Here is the part of the loop that sanitizes the data by row, so that we have clean data with which to work:

    my @lines;
    for my $d (@data) {
        $d =~ s/$n//g;
        $d =~ s/$r//g;
        $d =~ s/$t//g;

        my @row = split /[\n\r\t]+/, $d;

        my @partial;
        for my $r (@row) {
            $r =~ s/\s+/ /g;
            $r =~ s/^\s+//;
            $r =~ s/\s+$//;
            next if $r =~ /^\s*$/;
            push @partial, $r;
        }
        push @lines, \@partial;
    }

It is a bit of gymnastics, but fortunately this is one thing perl really excels at - processing text.

The next code strips off the lines that do not have song data (those with a number starting the line data):

    my @records;
    for my $line (@lines) {
        next unless $line->[0] =~ /^\d+$/;
        push @records, $line;
        last;
    }

And here is the final purpose of this loop - to save the first record (member 0) by name, entry position and number of weeks spent on the chart.

    $seen{ $records[0][4] } = [ $records[0][6], $records[0][8] ]
        unless $seen{ $records[0][4] };
}

print ddc(\%seen); # Show the harvested songs

A picture is worth a thousand words. So even though we have the results, they are in the form of numbers without context.

Enter the Chart module which we will use to make a line-plot of our records:

my $chart = Chart::LinesPoints->new(500, 500);
$chart->set(
    legend       => 'none',
    title        => 'Start Position vs Chart Weeks',
    x_label      => 'Position',
    y_label      => 'Weeks',
    include_zero => 'false',
    precision    => 2,
    skip_x_ticks => 4,
    brush_size   => 2,
    pt_size      => 4,
    y_grid_lines => 'true',
);

Okay. This bit may be a bit confusing. The first call to ->add_dataset establishes the x-axis data. The second sets the y-axis. Each is sorted by the x-axis data so that the x and y points will match-up:

$chart->add_dataset(map { $seen{$_}[0] } sort { $seen{$a}[0] <=> $seen{$b}[0] } keys %seen);
$chart->add_dataset(map { $seen{$_}[1] } sort { $seen{$a}[0] <=> $seen{$b}[0] } keys %seen);

Finally the chart is printed to a graphics file:

$chart->png("$0.png");

And what does this look like?

It appears that there is no trend at all. Okay. It might be more interesting to compare the time spent at the number one position... (See the update below.)

By the way, here is an example of a record that is processed into the chart:

'Bridge Over Troubled Water SIMON AND GARFUNKEL' => [49, 14]

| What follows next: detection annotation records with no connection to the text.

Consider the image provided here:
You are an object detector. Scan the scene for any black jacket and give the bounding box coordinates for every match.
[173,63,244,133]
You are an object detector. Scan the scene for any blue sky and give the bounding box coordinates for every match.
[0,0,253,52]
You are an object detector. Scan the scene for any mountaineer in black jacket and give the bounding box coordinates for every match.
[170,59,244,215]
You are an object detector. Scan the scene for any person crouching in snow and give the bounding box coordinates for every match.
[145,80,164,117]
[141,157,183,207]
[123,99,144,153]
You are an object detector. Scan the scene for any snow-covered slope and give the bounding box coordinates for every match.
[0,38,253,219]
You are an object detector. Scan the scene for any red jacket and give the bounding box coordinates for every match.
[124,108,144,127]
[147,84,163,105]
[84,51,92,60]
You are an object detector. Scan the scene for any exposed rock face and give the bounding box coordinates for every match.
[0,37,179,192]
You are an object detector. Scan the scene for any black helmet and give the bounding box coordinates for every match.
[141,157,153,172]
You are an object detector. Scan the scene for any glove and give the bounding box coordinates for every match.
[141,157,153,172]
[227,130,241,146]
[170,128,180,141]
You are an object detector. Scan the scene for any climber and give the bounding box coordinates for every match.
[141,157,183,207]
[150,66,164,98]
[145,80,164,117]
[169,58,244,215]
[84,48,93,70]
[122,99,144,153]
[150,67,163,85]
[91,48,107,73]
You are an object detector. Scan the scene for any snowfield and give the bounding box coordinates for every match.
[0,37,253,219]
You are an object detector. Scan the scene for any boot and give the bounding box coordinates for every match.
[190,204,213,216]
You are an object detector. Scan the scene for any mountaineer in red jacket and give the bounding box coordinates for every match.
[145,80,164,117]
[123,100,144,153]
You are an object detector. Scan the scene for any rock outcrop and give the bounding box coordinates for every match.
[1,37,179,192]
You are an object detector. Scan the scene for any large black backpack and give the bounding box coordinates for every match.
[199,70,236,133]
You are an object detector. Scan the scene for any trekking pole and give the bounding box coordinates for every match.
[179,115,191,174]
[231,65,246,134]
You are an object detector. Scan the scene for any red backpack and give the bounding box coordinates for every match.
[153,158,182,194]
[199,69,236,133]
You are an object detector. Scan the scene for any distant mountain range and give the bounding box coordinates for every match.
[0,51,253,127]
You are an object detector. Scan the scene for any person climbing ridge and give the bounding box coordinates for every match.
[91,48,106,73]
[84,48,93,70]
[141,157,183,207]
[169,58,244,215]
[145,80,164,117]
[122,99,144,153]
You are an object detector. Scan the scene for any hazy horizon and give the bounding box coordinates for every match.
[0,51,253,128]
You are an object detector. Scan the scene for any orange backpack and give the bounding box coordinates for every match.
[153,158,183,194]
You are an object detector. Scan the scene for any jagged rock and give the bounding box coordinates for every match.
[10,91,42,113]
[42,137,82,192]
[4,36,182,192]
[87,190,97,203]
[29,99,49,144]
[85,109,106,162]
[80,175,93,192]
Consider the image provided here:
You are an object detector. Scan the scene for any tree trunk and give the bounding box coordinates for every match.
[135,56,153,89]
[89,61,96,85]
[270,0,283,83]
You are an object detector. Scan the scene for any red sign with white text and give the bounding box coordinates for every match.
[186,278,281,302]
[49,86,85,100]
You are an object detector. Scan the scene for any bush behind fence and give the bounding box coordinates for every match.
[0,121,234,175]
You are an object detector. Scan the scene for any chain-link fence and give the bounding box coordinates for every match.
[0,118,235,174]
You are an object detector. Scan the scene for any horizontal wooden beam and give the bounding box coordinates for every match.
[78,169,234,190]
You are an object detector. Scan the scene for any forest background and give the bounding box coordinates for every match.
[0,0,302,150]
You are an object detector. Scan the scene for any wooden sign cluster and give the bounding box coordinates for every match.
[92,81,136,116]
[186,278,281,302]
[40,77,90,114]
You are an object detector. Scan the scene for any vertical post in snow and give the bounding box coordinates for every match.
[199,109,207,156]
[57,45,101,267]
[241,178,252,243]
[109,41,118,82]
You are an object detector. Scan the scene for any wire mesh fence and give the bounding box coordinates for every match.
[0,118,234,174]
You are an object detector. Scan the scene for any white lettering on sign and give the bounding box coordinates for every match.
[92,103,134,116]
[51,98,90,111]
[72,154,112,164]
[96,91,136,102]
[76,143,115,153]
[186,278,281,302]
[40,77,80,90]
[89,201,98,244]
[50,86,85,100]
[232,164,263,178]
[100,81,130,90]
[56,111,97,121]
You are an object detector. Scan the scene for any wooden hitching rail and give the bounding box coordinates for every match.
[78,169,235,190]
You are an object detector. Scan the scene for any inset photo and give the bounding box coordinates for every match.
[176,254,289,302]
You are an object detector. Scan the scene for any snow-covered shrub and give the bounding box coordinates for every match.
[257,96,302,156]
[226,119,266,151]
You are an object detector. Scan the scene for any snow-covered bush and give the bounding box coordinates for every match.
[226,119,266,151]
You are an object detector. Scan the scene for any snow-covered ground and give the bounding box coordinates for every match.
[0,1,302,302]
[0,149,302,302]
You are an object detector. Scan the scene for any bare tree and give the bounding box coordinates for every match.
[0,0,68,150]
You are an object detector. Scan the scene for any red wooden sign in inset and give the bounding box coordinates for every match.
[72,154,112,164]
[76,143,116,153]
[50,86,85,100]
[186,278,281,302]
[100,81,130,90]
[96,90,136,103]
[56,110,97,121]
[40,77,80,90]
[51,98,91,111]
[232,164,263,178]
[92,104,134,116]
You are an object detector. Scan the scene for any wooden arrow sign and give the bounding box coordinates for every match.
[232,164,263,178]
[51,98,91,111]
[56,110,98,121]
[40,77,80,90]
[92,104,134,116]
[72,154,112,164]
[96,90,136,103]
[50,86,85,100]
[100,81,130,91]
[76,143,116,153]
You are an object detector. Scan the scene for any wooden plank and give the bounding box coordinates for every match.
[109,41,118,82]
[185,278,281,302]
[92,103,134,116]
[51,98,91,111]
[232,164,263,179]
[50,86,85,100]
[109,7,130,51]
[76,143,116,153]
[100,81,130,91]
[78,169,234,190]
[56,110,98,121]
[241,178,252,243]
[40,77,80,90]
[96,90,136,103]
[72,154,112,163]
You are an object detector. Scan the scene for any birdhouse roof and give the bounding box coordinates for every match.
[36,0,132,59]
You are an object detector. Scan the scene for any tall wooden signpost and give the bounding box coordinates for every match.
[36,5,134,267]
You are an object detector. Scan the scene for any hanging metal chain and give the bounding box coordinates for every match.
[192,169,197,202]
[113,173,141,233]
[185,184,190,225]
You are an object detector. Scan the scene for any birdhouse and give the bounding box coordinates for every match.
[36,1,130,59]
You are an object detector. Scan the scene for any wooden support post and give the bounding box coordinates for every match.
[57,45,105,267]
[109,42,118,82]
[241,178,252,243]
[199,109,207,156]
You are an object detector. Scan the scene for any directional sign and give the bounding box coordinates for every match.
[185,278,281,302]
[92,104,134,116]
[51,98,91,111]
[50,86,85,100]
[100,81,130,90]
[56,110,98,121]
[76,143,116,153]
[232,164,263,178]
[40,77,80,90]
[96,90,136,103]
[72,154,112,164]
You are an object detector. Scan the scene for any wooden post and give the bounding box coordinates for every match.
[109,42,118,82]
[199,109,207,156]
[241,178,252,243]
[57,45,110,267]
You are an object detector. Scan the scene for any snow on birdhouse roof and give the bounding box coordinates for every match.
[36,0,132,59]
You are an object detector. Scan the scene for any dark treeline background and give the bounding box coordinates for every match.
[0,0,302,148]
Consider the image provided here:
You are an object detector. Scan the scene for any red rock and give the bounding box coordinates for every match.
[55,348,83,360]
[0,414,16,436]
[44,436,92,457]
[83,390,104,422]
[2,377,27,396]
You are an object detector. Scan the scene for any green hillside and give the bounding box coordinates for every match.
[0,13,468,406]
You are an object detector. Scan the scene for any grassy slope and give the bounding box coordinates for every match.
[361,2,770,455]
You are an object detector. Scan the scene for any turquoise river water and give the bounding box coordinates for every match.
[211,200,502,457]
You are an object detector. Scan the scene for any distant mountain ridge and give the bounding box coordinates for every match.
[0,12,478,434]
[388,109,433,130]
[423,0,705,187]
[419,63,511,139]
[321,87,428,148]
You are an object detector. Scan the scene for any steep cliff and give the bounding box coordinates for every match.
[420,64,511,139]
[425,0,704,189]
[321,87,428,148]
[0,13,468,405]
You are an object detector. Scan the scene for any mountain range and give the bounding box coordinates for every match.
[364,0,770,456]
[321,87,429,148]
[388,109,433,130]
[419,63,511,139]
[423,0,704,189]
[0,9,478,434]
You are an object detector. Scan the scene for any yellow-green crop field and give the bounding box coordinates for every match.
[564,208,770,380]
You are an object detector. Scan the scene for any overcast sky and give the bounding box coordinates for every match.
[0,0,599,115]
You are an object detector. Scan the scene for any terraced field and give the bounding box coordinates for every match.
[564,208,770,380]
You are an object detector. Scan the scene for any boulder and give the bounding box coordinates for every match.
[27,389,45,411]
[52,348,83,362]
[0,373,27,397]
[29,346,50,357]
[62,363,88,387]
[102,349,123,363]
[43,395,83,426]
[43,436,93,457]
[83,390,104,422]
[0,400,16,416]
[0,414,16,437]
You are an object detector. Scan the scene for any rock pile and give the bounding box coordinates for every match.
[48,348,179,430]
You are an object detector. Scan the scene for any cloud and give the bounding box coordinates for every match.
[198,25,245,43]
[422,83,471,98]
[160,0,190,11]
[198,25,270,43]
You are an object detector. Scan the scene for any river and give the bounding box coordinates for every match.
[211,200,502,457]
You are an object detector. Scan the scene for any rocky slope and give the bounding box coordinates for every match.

That says, "Bridge Over Troubled Water" entered the chart at position 49 and stayed in the charts for 14 weeks.

Update:

I added logic to the code to also count the number of weeks a song is at number one.

So this means having a third member:

'Bridge Over Troubled Water SIMON AND GARFUNKEL' => [49, 14, 6]

Anyway, this shows that ... there is really no trend either. But maybe you could say that the longer a hit song is number one, the longer it stays in the charts. This is not earth shattering news, by any means.